Recently we started using PopSQL (https://popsql.com) and love it.

When I don't have a dedicated data team, my philosophy is:

1) Make it difficult to get wrong answers

- Don't use Google Analytics. It's too easy to generate incorrect charts, and too difficult to verify them.

- Have a limited sandbox of reports for non-SQL writers

- Keep the SQL close to the report, so it's easy to verify the underlying query.

- Push people to learn even basic SQL

2) Make it quick and easy to ask iterative questions - PopSQL is way faster than Mode. Like 20x faster.

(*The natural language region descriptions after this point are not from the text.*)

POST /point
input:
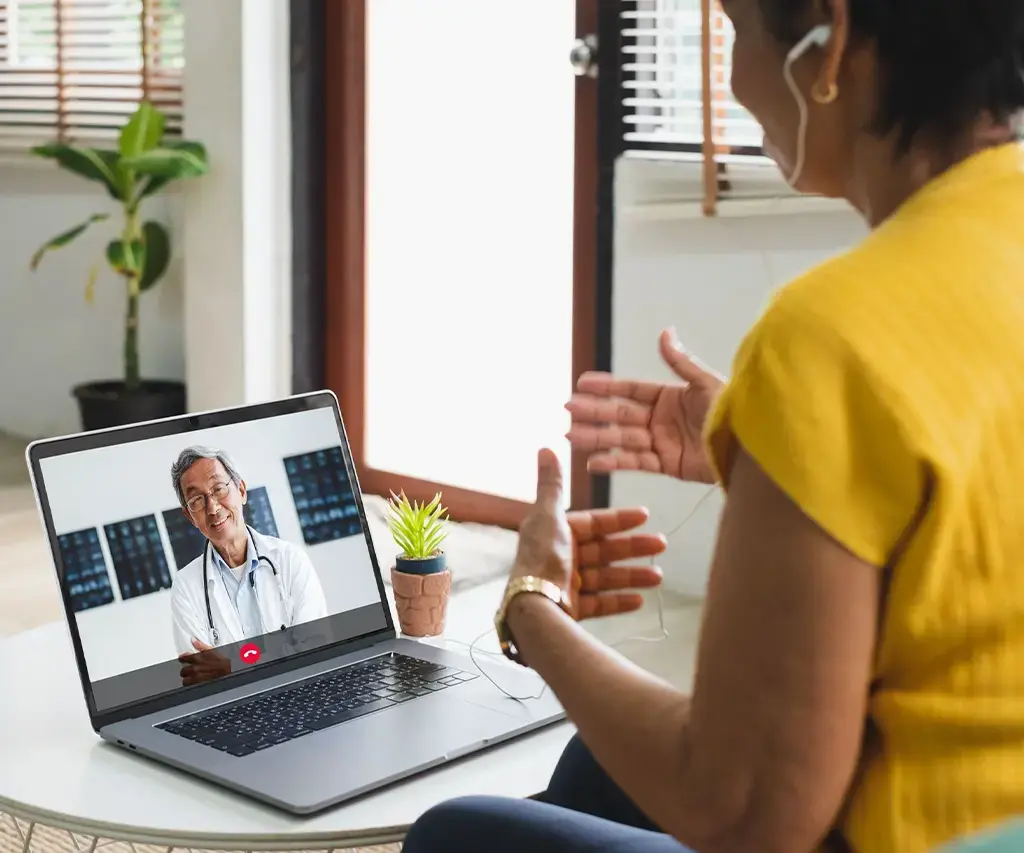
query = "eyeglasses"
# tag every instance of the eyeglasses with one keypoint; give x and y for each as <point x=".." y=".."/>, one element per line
<point x="198" y="502"/>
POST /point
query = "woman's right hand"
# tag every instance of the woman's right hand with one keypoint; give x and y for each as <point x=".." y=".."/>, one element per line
<point x="645" y="426"/>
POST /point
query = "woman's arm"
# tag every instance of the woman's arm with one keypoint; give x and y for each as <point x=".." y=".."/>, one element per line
<point x="762" y="756"/>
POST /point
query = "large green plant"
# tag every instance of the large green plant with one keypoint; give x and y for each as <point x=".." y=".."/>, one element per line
<point x="142" y="165"/>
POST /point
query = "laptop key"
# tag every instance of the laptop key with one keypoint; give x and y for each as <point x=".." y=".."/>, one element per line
<point x="326" y="700"/>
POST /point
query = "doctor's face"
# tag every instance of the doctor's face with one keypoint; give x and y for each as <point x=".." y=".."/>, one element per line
<point x="213" y="503"/>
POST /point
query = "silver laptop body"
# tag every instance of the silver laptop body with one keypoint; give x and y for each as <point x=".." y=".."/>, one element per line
<point x="352" y="723"/>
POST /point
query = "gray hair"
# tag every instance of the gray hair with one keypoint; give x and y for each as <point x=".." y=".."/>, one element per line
<point x="189" y="456"/>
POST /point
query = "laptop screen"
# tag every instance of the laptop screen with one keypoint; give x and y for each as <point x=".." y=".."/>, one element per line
<point x="202" y="553"/>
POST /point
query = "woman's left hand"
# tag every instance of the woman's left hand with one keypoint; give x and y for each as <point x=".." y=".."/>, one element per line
<point x="586" y="553"/>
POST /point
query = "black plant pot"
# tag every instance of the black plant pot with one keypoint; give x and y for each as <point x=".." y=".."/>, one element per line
<point x="105" y="404"/>
<point x="427" y="565"/>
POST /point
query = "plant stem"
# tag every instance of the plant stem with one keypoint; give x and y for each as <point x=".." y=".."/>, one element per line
<point x="132" y="379"/>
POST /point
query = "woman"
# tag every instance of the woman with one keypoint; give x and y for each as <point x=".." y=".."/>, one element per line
<point x="860" y="673"/>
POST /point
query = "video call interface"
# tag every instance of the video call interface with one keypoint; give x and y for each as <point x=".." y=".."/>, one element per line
<point x="134" y="579"/>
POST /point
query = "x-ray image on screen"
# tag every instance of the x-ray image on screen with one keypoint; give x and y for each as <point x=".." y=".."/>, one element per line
<point x="85" y="569"/>
<point x="323" y="496"/>
<point x="137" y="552"/>
<point x="258" y="512"/>
<point x="186" y="542"/>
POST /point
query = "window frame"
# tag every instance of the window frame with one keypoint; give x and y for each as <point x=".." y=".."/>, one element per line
<point x="67" y="121"/>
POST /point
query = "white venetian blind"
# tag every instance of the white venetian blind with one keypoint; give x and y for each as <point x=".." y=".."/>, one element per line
<point x="677" y="100"/>
<point x="73" y="71"/>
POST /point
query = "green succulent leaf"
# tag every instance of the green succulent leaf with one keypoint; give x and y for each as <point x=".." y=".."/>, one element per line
<point x="157" y="254"/>
<point x="64" y="239"/>
<point x="418" y="529"/>
<point x="126" y="260"/>
<point x="92" y="164"/>
<point x="143" y="131"/>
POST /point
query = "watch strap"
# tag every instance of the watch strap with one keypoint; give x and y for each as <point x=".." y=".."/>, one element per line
<point x="517" y="587"/>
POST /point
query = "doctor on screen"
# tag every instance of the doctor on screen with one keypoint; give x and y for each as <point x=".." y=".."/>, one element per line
<point x="244" y="584"/>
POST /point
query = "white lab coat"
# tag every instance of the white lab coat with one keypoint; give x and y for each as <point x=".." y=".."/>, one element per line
<point x="298" y="600"/>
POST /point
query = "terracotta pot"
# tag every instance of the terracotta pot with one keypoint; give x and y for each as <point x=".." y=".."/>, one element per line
<point x="421" y="601"/>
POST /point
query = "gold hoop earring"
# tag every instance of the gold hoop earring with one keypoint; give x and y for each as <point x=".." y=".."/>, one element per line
<point x="828" y="96"/>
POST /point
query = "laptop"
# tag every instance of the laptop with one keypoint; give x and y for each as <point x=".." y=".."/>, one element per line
<point x="260" y="710"/>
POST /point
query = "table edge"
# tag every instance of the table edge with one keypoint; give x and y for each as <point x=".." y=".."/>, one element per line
<point x="204" y="841"/>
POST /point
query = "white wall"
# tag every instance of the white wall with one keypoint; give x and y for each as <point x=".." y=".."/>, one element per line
<point x="95" y="487"/>
<point x="50" y="339"/>
<point x="238" y="218"/>
<point x="711" y="279"/>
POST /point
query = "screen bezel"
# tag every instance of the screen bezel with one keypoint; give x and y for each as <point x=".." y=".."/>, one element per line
<point x="180" y="425"/>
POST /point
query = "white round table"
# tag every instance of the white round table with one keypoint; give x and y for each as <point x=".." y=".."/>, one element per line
<point x="54" y="771"/>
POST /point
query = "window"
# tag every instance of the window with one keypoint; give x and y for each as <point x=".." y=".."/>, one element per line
<point x="74" y="70"/>
<point x="675" y="67"/>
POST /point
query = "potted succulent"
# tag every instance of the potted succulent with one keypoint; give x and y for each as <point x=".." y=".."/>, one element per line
<point x="420" y="578"/>
<point x="141" y="166"/>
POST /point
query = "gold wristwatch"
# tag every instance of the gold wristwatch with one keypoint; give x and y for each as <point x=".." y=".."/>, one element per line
<point x="516" y="587"/>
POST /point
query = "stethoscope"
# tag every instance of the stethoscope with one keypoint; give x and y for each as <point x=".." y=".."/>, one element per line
<point x="260" y="558"/>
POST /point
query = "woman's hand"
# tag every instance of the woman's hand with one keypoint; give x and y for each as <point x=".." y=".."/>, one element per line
<point x="645" y="426"/>
<point x="582" y="552"/>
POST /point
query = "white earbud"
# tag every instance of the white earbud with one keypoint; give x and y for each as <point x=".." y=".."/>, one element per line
<point x="818" y="37"/>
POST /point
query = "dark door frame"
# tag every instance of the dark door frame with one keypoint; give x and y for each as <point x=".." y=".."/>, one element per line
<point x="309" y="86"/>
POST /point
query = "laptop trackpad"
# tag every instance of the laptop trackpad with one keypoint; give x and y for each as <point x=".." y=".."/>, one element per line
<point x="376" y="749"/>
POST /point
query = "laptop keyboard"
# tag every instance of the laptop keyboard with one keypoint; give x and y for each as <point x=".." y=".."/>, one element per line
<point x="278" y="716"/>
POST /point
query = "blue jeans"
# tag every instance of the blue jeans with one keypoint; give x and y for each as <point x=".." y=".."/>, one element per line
<point x="582" y="811"/>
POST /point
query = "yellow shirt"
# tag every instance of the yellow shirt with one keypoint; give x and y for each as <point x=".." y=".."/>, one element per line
<point x="884" y="391"/>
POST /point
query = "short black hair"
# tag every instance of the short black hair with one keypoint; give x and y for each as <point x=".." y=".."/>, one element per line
<point x="943" y="64"/>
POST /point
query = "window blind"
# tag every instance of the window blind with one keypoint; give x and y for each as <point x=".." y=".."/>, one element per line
<point x="74" y="71"/>
<point x="676" y="58"/>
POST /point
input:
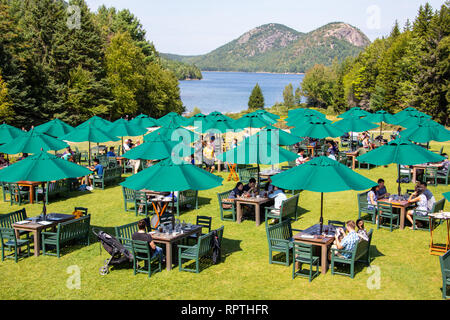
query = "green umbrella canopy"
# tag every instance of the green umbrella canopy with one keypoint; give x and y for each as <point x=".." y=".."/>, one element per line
<point x="42" y="167"/>
<point x="447" y="196"/>
<point x="257" y="150"/>
<point x="173" y="118"/>
<point x="123" y="128"/>
<point x="55" y="128"/>
<point x="355" y="112"/>
<point x="33" y="142"/>
<point x="427" y="131"/>
<point x="144" y="121"/>
<point x="317" y="130"/>
<point x="167" y="176"/>
<point x="253" y="121"/>
<point x="8" y="133"/>
<point x="352" y="124"/>
<point x="282" y="137"/>
<point x="172" y="130"/>
<point x="322" y="174"/>
<point x="157" y="148"/>
<point x="91" y="133"/>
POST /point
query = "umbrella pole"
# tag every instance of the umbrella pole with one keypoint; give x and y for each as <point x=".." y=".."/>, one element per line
<point x="321" y="212"/>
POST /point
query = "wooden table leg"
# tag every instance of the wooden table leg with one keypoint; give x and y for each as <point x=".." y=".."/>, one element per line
<point x="168" y="256"/>
<point x="37" y="243"/>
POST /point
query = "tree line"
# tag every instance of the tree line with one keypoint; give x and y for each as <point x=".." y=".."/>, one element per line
<point x="60" y="60"/>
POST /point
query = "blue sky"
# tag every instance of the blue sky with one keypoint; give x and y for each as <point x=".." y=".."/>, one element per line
<point x="198" y="26"/>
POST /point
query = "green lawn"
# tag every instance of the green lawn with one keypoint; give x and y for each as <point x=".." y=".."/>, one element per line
<point x="407" y="270"/>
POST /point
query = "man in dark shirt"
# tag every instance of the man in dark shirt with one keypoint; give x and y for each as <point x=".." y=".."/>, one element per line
<point x="142" y="235"/>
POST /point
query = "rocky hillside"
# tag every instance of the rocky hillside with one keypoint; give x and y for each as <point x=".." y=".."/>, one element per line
<point x="277" y="48"/>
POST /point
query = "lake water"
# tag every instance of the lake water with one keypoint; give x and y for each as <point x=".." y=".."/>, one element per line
<point x="229" y="91"/>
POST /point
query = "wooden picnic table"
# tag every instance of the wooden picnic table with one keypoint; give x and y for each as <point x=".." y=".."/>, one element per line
<point x="423" y="166"/>
<point x="31" y="185"/>
<point x="402" y="205"/>
<point x="37" y="228"/>
<point x="169" y="240"/>
<point x="321" y="241"/>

3) For metrics that matter (e.g. KPIs), instrument them directly and even build a custom analytics dashboard if it's important. (beware dashboard clutter! https://twitter.com/andrewchen/status/1193619877489192961 )

2 comments

$20/user/month seems incredibly expensive for an editor that we would have traditionally paid a one time cost for. I assume this has the saving and sharing of queries built in, but that is a lot of money for some storage. Are there other major benefits I am not seeing? (It is not my intention to attack you or make you defend this product, I am just curious if I am missing something - there are a lot of similar products with similarly questionable value propositions)
Saving, shared queries, easy link sharing, and basic charts with some intelligence. It also has excellent query UX (auto-complete, etc.).

Most of all, it's really fast. It fundamentally depends on your DB of course, but PopSQL doesn't add any extra bloat the way Mode does.

It seems that Metabase does everything that PopSQL Enterprise does, but for free.